1

I was reading a book where I came across this line:

"The SPARQL FROM clause provide another way to define custom union graphs. The FROM clause is used to identify the default graph for a query. The most typical use is to identify a single RDF graph. However if multiple FROM clauses are specified in a query then the contents of those graphs are merged (typically in-memory) to provide a union graph that will form the default graph for the query. This feature of SPARQL can therefore provide another way to assemble a useful graph-agnostic view of a dataset."

Here it says "those graphs are merged (typically in-memory) to provide a union graph".

I am new to Apache Jena, so this got me thinking are such big GRAPH unions happen in-memory ?

So I use TDB to store my graphs and I am querying them using SPARQL and I want to query the "GRAPH union of 2 particular graphs given in multiple FROM clauses" or "GRAPH union of all named graphs":

Will these UNION happens in-memory from my Java code where I use ARQ to query TDB ??

Will this not cause OutOfMemory error lot of times since Graphs can be many ?

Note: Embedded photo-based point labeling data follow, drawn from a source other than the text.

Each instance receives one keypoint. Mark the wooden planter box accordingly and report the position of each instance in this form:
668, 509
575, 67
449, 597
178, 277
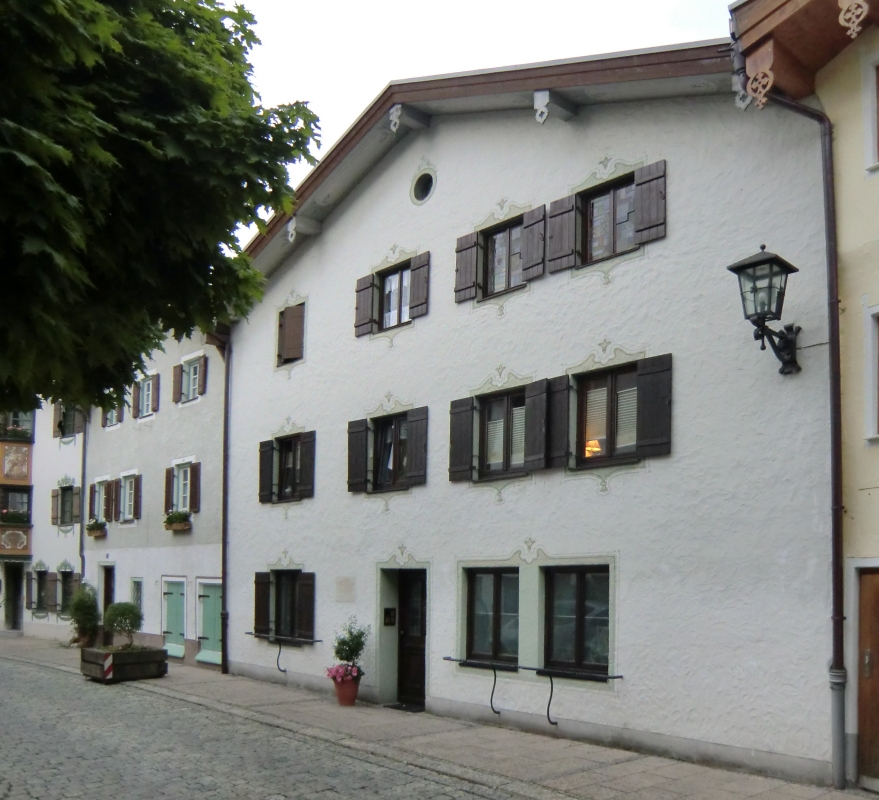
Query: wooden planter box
123, 665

This might seem rookie question, pardon my beginner experience in Jena.

Stanislav Kralin
  • 11,070
  • 4
  • 35
  • 58
Siddharth Trikha
  • 2,648
  • 8
  • 57
  • 101
  • I can't speak for Apache Jena specifically, but generally speaking that is just not true. I'm not immediately aware of any SPARQL engine or database system that computes the union of multiple FROM clauses in memory (unless you count an actual in-memory database, of course). There may be some instances of this that I'm not aware of, but it's quite definitely not the "typical" case. – Jeen Broekstra Apr 15 '20 at 13:05
  • 1
    It is not in-memory in Apache Jena. Each access to the union of graphs is made to look like it is one graph (no duplicates). In the worst case, this may take some memory - but it is only proportional to the triples accessed, not the whole graph. – AndyS Apr 15 '20 at 22:02

1 Answers1

1

I can of course only guess the authors' intent here, but it's possible that they only meant to say that the processing of multiple FROM clauses can happen by retrieving data from each named graph and then as part of the query processing producing the union merge of those as the query result. Note that this doesn't imply that the entire named graphs are kept in memory, merely that as the query executes and iterates over individual results (in memory), it combines results from both source into a "unionized" result.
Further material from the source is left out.